Die Telefonica ist weiterhin unangefochten auf dem 1. Platz der Dinge, welche Menschen Herz- und Kreislaufprobleme samt Haarausfall bereiten und das Leben um mindestens 5 Jahre verkürzen. Ich habe ja bereits des öfteren über Erfahrungen mit der Telefongesellschaft geschrieben, welche sich mit tausenden anderen Geschichten über die Telefonica in allen Sprachen decken. Die neuesten Ärgernisse fingen mit meinem letzen Umzug an. Die Menschen in der Gegend auf Gran Canaria, wo ich nun lebe, warten bereits seit vollen zwei Jahren auf einen festen Telefonanschluss. Angeblich kann die Telefonica noch keine Leitung legen, weil das Verteilerhaus, oder wie auch immer man das nennen möchte, erst gebaut werden muss, welches sich aber noch nicht lohnen würde in dieser Gegend. Merkwürdig an der Sache ist jedoch, dass auf der Strasse überall die Telefonicadeckel eingelassen sind, welches mir ansich sagt, dass des Teufels Helfer schonmal hiergewesen sein mussten. Bei der Bestellung der festen Linie sagte man mir, dass es hier kein Problem sei und der Techniker in 2-3 Wochen kommen würde. Dieser kam natürlich nicht, dafür aber die Bestellbestätigung, welche nun auch schon seit 4 Monaten in der Schublade liegt.

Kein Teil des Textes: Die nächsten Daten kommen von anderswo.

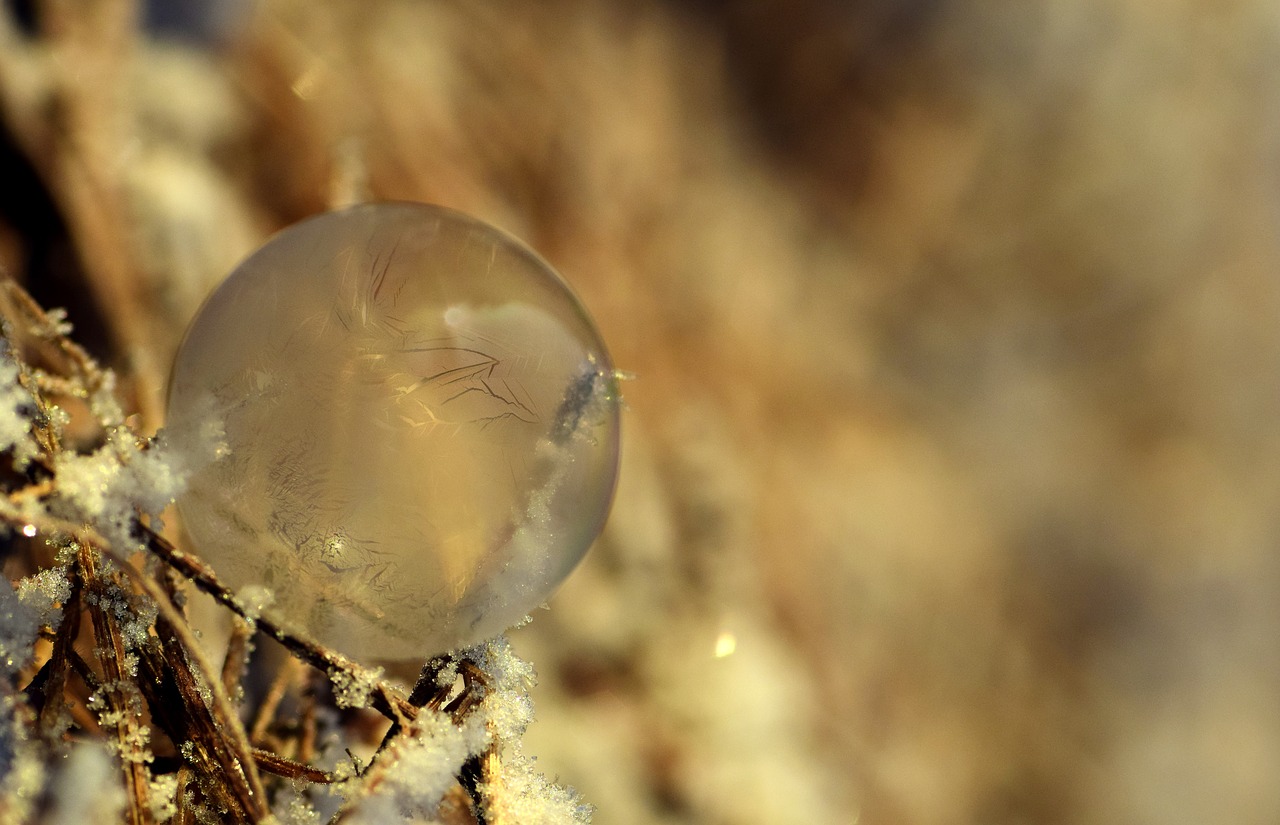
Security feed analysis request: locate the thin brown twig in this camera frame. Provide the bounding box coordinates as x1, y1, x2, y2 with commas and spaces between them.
221, 617, 254, 699
0, 273, 111, 400
173, 765, 193, 825
299, 671, 319, 764
137, 522, 421, 724
7, 480, 55, 506
30, 370, 87, 398
104, 542, 272, 822
251, 747, 334, 784
137, 615, 264, 820
460, 746, 502, 825
250, 656, 297, 746
67, 648, 101, 694
446, 661, 489, 724
0, 507, 272, 820
0, 272, 519, 815
368, 656, 452, 770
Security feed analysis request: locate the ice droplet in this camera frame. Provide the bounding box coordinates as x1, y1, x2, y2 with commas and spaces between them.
166, 203, 620, 661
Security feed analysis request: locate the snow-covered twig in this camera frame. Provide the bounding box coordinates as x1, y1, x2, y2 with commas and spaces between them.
0, 277, 590, 824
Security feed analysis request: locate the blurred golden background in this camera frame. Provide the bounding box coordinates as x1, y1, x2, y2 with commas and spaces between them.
2, 1, 1278, 823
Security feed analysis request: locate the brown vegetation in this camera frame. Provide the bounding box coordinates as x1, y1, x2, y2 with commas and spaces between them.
1, 1, 1278, 823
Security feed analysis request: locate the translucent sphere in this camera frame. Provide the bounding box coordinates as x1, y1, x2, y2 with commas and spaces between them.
166, 203, 620, 661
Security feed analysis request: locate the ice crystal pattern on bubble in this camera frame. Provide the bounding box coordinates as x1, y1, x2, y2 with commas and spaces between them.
166, 203, 621, 661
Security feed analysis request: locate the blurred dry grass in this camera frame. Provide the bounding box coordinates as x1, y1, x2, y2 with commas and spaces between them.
3, 0, 1280, 823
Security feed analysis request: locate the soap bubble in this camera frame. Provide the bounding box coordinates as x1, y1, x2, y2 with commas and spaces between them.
166, 203, 620, 661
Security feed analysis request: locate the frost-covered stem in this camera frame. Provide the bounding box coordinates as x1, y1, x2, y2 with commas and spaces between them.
460, 748, 501, 825
144, 618, 269, 820
431, 663, 500, 823
0, 504, 275, 820
34, 569, 80, 740
367, 656, 451, 769
78, 545, 154, 825
220, 617, 253, 698
138, 522, 421, 724
101, 537, 271, 821
329, 660, 493, 825
0, 280, 111, 434
249, 747, 332, 784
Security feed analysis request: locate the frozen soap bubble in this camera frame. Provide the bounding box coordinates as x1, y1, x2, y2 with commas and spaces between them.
166, 203, 620, 662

Da ich also Bescheid wusste, dass die Telefonica nicht in der Lage ist, eine ansonsten vollständig erschlossene Infrastruktur mit Technik zu versorgen, habe ich meinen alten Telefonanschluss gekündigt, denn “mit rübernehmen” hätte bedeutet, dass ich weiterhin monatelang für einen Dienst bezahle, den ich garnicht nutzen kann. So war der Plan. Nach 2 Wochen und wiedermal täglichen Anrufen war die Leitung immer noch aktiv. Man sandte mir natürlich auch einen Zettel, welchen ich zu bestätigen hatte, allerdings war auch dieses ergebnislos. Also blieb mir nur eine Möglichkeit - Abbuchung vom Konto stoppen und die letzte Rechnung komplett stornieren, denn diese war bereits auf Kosten des Nachmieters. Bis heute hat die Telefonica nicht begriffen, dass ein Wohnortwechsel stattgefunden hat.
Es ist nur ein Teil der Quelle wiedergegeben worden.